Wer darf mitmachen?

Wissenswertes rund um die Betriebsratswahl

Bei der Betriebsratswahl darf jeder Arbeitnehmer mitwählen, der mindestens 18 Jahre alt ist und dem Betrieb angehört. Foto: Franziska Gabbert/dpa-tmnFOTO: Franziska Gabbert

Berlin. Viele Arbeitnehmer wählen zwischen Anfang März und Ende Mai ihre Betriebsräte. Das Grundprinzip ist dabei simpel: Ist der Betrieb groß genug, haben die Mitarbeiter das Recht auf eine gewählte Vertretung. Rund um das aktive und passive Wahlrecht gibt es aber einiges zu beachten:

Wer wählt den Betriebsrat?

Wahlberechtigt sind alle volljährigen Arbeitnehmer, die dem Betrieb angehören. Also auch Teilzeitbeschäftigte, befristet Angestellte oder Aushilfskräfte, wie der Bund-Verlag erklärt . Praktikanten, freie Mitarbeiter oder Beschäftigte in der Passivphase der Altersteilzeit dürfen dagegen nicht zur Wahl gehen. Leiharbeitnehmer sind nur dann wahlberechtigt, wenn sie voraussichtlich länger als drei Monate im Betrieb bleiben.

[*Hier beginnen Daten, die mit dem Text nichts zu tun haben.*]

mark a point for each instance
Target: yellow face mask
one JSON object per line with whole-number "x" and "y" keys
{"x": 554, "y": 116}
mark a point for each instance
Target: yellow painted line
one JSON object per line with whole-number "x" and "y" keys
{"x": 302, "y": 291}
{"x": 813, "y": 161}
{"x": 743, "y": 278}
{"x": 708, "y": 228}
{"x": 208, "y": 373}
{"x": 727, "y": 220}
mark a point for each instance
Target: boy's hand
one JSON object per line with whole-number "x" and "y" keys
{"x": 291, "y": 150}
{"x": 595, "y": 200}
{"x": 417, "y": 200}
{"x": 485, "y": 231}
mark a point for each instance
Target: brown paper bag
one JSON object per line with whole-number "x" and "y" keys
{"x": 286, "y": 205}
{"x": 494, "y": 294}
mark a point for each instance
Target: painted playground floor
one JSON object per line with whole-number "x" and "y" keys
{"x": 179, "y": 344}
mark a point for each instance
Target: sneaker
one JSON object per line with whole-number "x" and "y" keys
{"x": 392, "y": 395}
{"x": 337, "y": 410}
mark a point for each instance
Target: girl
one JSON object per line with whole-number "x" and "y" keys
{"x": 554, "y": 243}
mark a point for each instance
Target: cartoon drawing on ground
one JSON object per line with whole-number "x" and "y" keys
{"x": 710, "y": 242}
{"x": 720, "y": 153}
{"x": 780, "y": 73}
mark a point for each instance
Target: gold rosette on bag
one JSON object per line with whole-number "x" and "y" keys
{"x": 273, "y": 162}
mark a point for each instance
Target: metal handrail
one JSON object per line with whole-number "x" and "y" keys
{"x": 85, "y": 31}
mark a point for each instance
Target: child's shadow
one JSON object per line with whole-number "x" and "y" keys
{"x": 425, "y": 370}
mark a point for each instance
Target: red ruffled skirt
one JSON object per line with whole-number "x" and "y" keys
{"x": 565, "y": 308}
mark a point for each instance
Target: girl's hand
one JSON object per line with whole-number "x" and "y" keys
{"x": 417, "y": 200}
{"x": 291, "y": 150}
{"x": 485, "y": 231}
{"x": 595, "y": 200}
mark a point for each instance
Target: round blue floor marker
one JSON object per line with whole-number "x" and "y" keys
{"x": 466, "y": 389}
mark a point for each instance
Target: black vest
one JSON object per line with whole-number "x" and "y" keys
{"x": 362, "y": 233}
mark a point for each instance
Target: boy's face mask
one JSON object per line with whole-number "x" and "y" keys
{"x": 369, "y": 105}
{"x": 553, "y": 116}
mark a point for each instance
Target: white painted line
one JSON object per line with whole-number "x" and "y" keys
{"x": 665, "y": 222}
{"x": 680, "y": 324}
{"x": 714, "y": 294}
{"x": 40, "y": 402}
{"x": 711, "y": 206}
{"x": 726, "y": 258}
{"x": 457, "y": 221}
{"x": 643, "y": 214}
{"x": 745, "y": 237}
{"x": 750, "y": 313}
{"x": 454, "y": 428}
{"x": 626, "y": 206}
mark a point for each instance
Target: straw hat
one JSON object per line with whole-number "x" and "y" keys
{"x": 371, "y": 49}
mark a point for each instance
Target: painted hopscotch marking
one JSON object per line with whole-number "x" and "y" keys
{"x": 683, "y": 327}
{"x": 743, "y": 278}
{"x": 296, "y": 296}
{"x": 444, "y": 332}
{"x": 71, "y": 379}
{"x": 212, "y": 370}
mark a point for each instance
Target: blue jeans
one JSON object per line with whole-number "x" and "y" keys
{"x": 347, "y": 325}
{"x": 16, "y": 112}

Und wer darf sich wählen lassen?

Das sogenannte passive Wahlrecht haben alle Mitarbeiter, die den Betriebsrat wählen dürfen und mindestens sechs Monate dem Betrieb angehören. Stichtag dafür ist der letzte Tag der Betriebsratswahl. Diese Frist gilt nur dann nicht, wenn der Betrieb selbst noch keine sechs Monate existiert. Und Leiharbeitnehmer dürfen sich nicht in den Betriebsrat wählen lassen - nur in den ihrer Leiharbeitsfirma.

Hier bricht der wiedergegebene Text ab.